Имелся еще небольшой выступ размером около восьми дюймов, также покрытый темной тканью и расположенный на полу помещения в дальнем левом от зрителя углу. Оставив обе створки открытыми, равно как ящик и дверцу N3, демонстратор заходил сзади и открывал еще заднюю дверь основного отделения, которое становилось полностью видимым благодаря свече. Сделав таким образом доступным для обозрения весь сундук, Мельцель, по-прежнему держа все указанные дверцы и ящик открытыми, разворачивал автомат и, подняв покрывало, показывал спину «турка». Раскрывалась настежь дверца размером около десяти дюймов в поясной части и еще меньших размеров у левого бедра «турка». Внутренняя часть туловища, насколько можно было судить с помощью этих отверстий, была заполнена механизмами. В итоге каждый зритель мог быть полностью удовлетворен как осмотром в целом, так и обзором каждого отдельного помещения автомата. Мысль о том, что кто-то спрятан внутри, после такого тщательного осмотра немедленно отбрасывалась, как нелепая в самой своей основе, – говорит По [9].

М-р Мельцель откатывал машину назад в исходную позицию и объявлял публике, что автомат сыграет партию в шахматы с любым желающим. Когда вызов принимался, противнику машины представлялся столик прямо у веревки, но со стороны зрителей, расположенный так, чтобы не мешать публике следить за автоматом. Из ящика столика извлекались шахматные фигуры, которые обычно (но не всегда) расставлял на доске сам Мельцель. Шахматная доска представляла собой серию квадратов, нарисованных прямо на столике. Как только соперник автомата занимал свое место, демонстратор доставал из выдвижного ящика подушечку, которую (забрав у «турка» трубку) подкладывал под левую руку «туркал в качестве опоры. Достав из того же ящика шахматы, Мельцель расставлял их на доске (автомата). После этого он закрывал и запирал на ключ все двери, оставляя связку ключей в дверце № 1, задвигал ящик и, наконец, заводил машину ключом, вставляя его в замочную скважину в левой от зрителя части сундука.

Игра начиналась, причем первый ход делал автомат. Время поединка обычно ограничивалось получасом, однако если партия к этому времени не заканчивалась, а соперник автомата все еще был настроен оптимистично, м-р Мельцель редко возражал против продолжения игры.

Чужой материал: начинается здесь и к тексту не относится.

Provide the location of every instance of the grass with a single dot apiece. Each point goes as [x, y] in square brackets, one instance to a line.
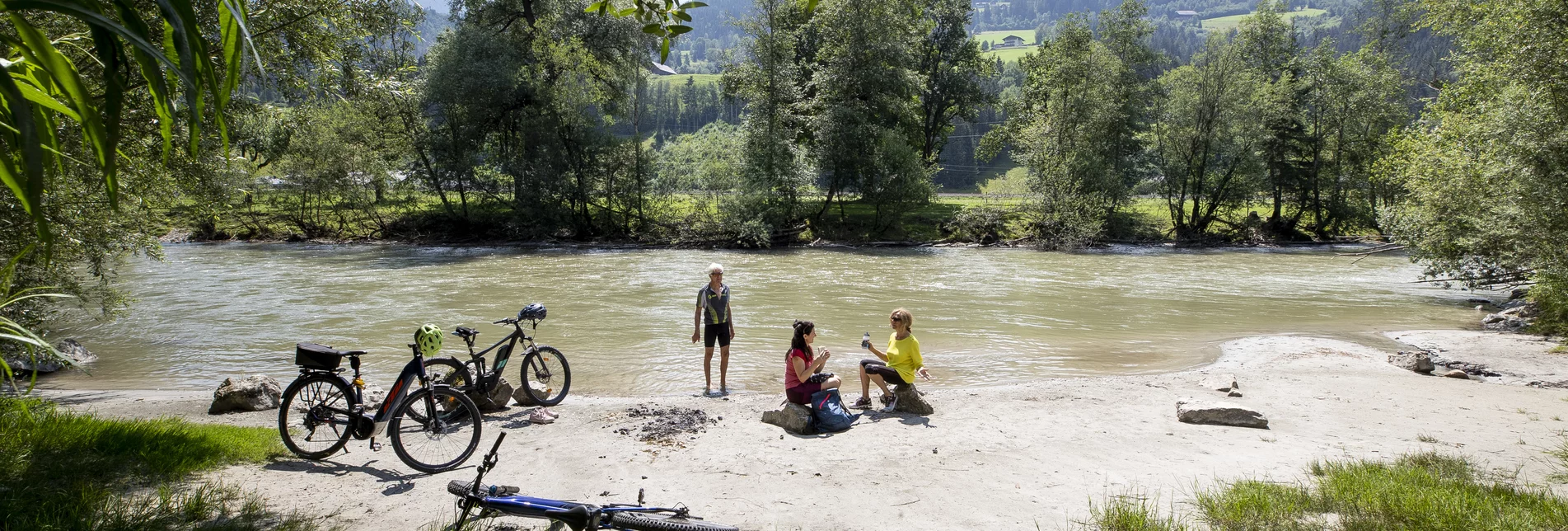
[1421, 491]
[62, 470]
[1225, 24]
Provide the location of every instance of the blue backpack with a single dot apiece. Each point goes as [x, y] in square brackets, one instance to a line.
[828, 414]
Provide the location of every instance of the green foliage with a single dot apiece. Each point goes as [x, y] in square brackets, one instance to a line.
[71, 472]
[1484, 168]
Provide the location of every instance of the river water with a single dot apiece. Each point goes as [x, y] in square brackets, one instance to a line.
[623, 317]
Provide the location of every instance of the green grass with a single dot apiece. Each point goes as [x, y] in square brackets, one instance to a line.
[62, 470]
[1225, 24]
[1415, 492]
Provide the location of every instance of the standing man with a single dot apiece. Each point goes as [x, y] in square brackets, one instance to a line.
[712, 324]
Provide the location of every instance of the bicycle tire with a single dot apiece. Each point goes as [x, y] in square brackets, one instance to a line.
[536, 366]
[465, 414]
[663, 522]
[344, 423]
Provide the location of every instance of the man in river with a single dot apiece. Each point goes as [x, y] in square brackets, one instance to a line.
[714, 326]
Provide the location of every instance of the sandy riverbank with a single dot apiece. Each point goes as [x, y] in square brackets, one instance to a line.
[1005, 458]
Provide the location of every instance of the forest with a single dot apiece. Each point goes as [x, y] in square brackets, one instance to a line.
[1435, 123]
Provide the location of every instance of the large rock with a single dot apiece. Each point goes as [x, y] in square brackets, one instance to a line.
[1222, 414]
[911, 399]
[69, 350]
[1411, 360]
[793, 418]
[251, 393]
[496, 399]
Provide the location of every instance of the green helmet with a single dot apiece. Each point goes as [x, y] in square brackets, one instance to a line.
[428, 340]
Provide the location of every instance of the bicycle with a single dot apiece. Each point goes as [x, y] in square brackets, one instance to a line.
[576, 515]
[543, 364]
[425, 425]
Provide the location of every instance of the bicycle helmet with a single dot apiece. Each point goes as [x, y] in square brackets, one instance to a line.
[428, 340]
[533, 312]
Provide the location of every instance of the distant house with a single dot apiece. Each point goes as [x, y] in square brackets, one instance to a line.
[661, 69]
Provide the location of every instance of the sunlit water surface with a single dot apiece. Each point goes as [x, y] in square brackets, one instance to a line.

Очевидной и, без сомнения, истинной причиной ограничения времени было желание не утомлять публику.

Стоило живому игроку сделать ход, как Мельцель тут же повторял его на доске автомата. Обратная операция повторялась после хода «турка». Но теперь демонстратор выступал уже как бы от имени автомата. При таком способе игры Мельцелю необходимо было то и дело перемещаться от одного столика к другому. Нередко он заходил за спину автомата, чтобы положить взятую при игре фигуру в специальную коробку. Когда автомат проявлял нерешительность при выборе хода, демонстратор время от времени приближался почти вплотную к его правой стороне и небрежно клал руку на сундук. При этом он как-то странно шаркал ногами, рассчитывая, по-видимому, вызвать подозрения в тайном сговоре с машиной. Словом, если эти странности не были неким, возможно даже бессознательным, манерничаньем, то они имели цель возбудить у зрителей ложную мысль о том, что автомат – чистая машина.